I mentioned 09/40 because this is (as far as I can tell) the first one
that introduces a new design.

> I don't think single-shot processes would be a huge burden, because
> the code is simpler, and because for example for filters we already
> have single shot and long-running processes and no one complains about
> that. It's code that is useful as it makes it much easier for people
> to do some things (see the clone bundle example).
> 
> In fact in Git development we usually start to by first implementing
> simpler single-shot solutions, before thinking, when the need arise,
> to make it faster. So a perhaps an equally valid opinion could be to
> first only submit the patches for the single-shot protocol and later
> submit the rest of the series when we start getting feedback about how
> external odbs are used.

My concern is that, as far as I understand about the Microsoft use case,
we already know that we need the faster solution, so the need has
already arisen.

> And yeah I could change the order of the patch series to implement the
> long-running processes first and the single-shot process last, so that
> it could be possible to first get feedback about the long-running
> processes, before we decide to merge or not the single-shot stuff, but
> I don't think it would look like the most logical order.

My thinking was that we would just implement the long-running process
and not implement the single-shot process at all (besides maybe a script
in contrib/). If we are going to do both anyway, I agree that we should
do the single-shot process first.

> > And another possible issue is that we design ourselves into a corner.
> > Thinking about the use cases that I know about (the Android use case and
> > the Microsoft GVFS use case), I don't think we are doing that - for
> > Android, this means that large blob metadata needs to be part of the
> > design (and this patch series does provide for that), and for Microsoft
> > GVFS, "get" is relatively cheap, so a configuration option to not invoke
> > "have" first when loading a missing object might be sufficient.
> 
> If the helper does not advertise the "have" capability, the "have"
> instruction will not be sent to the helper, so the current design is
> already working for that case.

Ah, that's good to know.

> > And I think that my design can be extended to support a use case in
> > which, for example, blobs corresponding to a certain type of filename
> > (defined by a glob like in gitattributes) can be excluded during
> > fetch/clone, much like --blob-max-bytes, and they can be fetched either
> > through the built-in mechanism or through a custom hook.
> 
> Sure, we could probably rebuild something equivalent to what I did on
> top of your design.
> My opinion though is that if we want to eventually get to the same
> goal, it is better to first merge something that get us very close to
> the end goal and then add some improvements on top of it.

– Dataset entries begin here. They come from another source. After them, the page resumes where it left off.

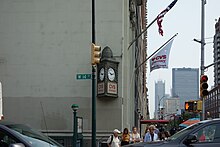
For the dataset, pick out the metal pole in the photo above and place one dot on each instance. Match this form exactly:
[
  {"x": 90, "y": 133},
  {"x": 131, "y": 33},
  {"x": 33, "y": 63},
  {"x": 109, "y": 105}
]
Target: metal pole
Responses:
[
  {"x": 74, "y": 129},
  {"x": 202, "y": 50},
  {"x": 93, "y": 107},
  {"x": 159, "y": 106},
  {"x": 93, "y": 82}
]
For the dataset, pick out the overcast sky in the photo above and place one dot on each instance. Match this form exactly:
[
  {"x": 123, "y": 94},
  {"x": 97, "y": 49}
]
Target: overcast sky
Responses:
[{"x": 185, "y": 19}]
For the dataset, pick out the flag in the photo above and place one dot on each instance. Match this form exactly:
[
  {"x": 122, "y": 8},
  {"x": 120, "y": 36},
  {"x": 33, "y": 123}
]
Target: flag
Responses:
[
  {"x": 161, "y": 59},
  {"x": 161, "y": 15}
]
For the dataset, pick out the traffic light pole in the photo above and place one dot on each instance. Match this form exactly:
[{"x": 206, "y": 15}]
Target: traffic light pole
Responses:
[
  {"x": 202, "y": 50},
  {"x": 93, "y": 82}
]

I agree - I mentioned that because I personally prefer to review smaller
patch sets at a time, and my patch set already includes a lot of the
same infrastructure needed by yours - for example, the places in the
code to dynamically fetch objects, exclusion of objects when fetching or
cloning, configuring the cloned repo when cloning, fsck, and gc.

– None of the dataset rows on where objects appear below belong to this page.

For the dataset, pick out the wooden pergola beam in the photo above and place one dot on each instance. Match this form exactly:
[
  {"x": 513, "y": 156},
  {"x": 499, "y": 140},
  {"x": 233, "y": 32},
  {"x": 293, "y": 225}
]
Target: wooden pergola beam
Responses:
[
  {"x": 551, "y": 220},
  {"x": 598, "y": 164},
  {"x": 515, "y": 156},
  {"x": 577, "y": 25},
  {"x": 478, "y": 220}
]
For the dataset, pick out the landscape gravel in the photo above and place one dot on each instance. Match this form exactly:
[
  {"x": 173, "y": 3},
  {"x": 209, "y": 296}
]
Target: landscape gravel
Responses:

> >  - I get compile errors when I "git am" these onto master. I think
> >    '#include "config.h"' is needed in some places.
> 
> It's strange because I get no compile errors even after a "make clean"
> from my branch.
> Could you show the actual errors?

I don't have the error messages with me now, but it was something about
a function being implicitly declared. You will probably get these errors
if you sync past commit e67a57f ("config: create config.h", 2017-06-15).

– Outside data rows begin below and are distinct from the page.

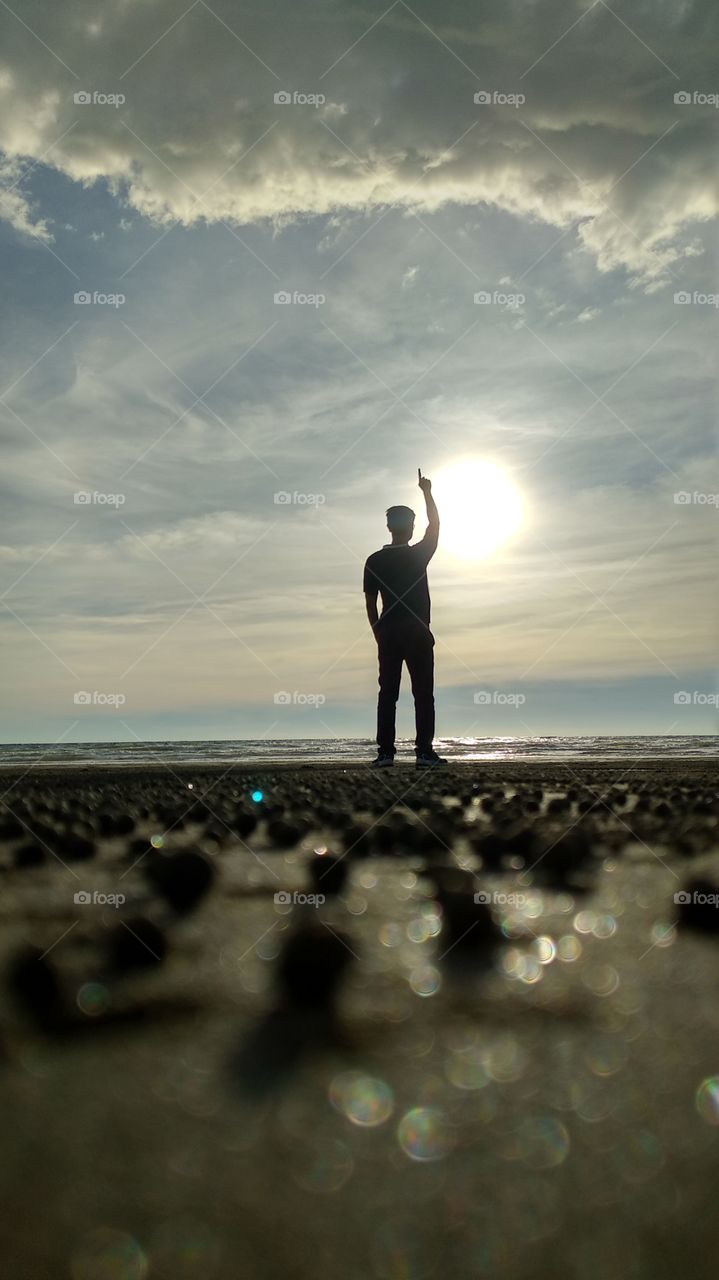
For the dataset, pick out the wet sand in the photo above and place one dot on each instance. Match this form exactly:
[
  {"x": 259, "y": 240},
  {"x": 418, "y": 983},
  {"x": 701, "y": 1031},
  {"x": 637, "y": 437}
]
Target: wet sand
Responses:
[{"x": 475, "y": 1036}]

> > Any reason why you prefer to update the loose object functions than to
> > update the generic one (sha1_object_info_extended)? My concern with just
> > updating the loose object functions was that a caller might have
> > obtained the path by iterating through the loose object dirs, and in
> > that case we shouldn't query the external ODB for anything.
> 
> You are thinking about fsck or gc?
> Otherwise I don't think it would be clean to iterate through loose object dirs.

Yes, fsck and gc (well, prune, I think) do that. I agree that Git
typically doesn't do that (except for exceptional cases like fsck and
gc), but I was thinking about supporting existing code that does that
iteration, not introducing new code that does that.